I have seen somewhere that it takes the esp8266 a while to wake up and transmit a value, possibly partly to dowith reestablishing communication with the receiving AP after a sleep.
So - I'm wondering If power consumption might be lower if rather than a complete deep sleep (which from reading the spec for 8266basic and the spec for the chip Im assuming is the standard deep sleep/reboot) followed by restart and reestablishing a link, it might be lighter on power to keep the link alive.
Problem I have is twofold - firstly I have no facts to support this nor knowledge of the protocol that keeps the 8266 - ap link current, and secondly I don't know how/if basic supports the lighter sleep modes. I'm also wondering if basic uses the 512bytes of user rtc ram for its own purposes? Eg variable/chaining info.
Or if im barking up completely the wrong tree?
Btw - came across another version of basic for 8266 the other day, based on a mature product tree. This one is many streets(probably cities!) ahead in terms of ease of use. Great achievement!
The meaning of "connection" varies alot.
Connection on the Network/Transport layers is very different from Application layers. (You might wanna check OSI standarization before continuing reading).
Connection on Network/Transport layers requires what we call a "heartbeat", or "keepalive". If two machines want to keep connection, they must send a signal before the keepalive time. For example, if machine A doesn't send a signal in 2 seconds, machine A is considered disconnected.

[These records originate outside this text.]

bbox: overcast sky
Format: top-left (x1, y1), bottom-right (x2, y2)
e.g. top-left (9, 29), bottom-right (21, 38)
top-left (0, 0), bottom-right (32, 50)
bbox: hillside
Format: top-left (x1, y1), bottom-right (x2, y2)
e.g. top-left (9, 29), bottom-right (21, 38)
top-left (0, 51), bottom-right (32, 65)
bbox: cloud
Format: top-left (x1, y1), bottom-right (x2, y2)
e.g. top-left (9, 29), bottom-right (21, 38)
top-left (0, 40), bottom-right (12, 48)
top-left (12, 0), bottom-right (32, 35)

Connection on Application layer is a whole other thing. The easiest example to give would be sessions on Facebook. If you've read about MQTT, it would be the persistent session option.

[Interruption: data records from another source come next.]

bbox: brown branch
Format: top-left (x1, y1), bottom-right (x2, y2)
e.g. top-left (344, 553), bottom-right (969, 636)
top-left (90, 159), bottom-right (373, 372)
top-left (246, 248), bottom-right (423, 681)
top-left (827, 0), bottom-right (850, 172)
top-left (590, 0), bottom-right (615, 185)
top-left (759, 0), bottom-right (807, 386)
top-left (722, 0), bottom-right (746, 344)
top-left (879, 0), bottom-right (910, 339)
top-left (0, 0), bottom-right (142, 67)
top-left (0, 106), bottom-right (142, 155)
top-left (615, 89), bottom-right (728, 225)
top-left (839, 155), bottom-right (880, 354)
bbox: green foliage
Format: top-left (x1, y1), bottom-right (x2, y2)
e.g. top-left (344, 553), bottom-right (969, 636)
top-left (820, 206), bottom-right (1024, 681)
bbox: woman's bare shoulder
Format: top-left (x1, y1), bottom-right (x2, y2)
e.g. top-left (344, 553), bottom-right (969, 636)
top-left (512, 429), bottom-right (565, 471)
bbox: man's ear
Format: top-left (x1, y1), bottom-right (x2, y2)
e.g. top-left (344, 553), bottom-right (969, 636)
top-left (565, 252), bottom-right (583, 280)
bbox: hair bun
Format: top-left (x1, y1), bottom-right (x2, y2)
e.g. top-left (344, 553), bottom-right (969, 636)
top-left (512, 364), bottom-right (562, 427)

Anyway, what you could do is :
- Using a static IP instead of DHCP : DHCP being the protocol used by the AP to give an IP adress to each connected machine. A machine with a static IP wouldn't require DHCP.
- Keeping your AP open (with no password, nor encryption) : Now we're talking about WEP, WPA stuff ... Using such protection is not only about having a password so to connect; all data keeps being encrypted before sending.
- Keeping visibility between AP and the chip
- Avoiding the use of mobile phones as AP : sure it would work using it as an AP but a mobile phone is not as fast as a router.
Applying all of these might make you gain up to 2 seconds.
You could reduce the duty time (I call it this way :p the time while the chip is waken-up) by managing delays in your program. Try installing some sort of pseudo-threading. By using pseudo-threading, I succeeded in bringing the duty time from 22 seconds down to 9 seconds.
I hope that helped, and please, if I made any mistakes, lemme know.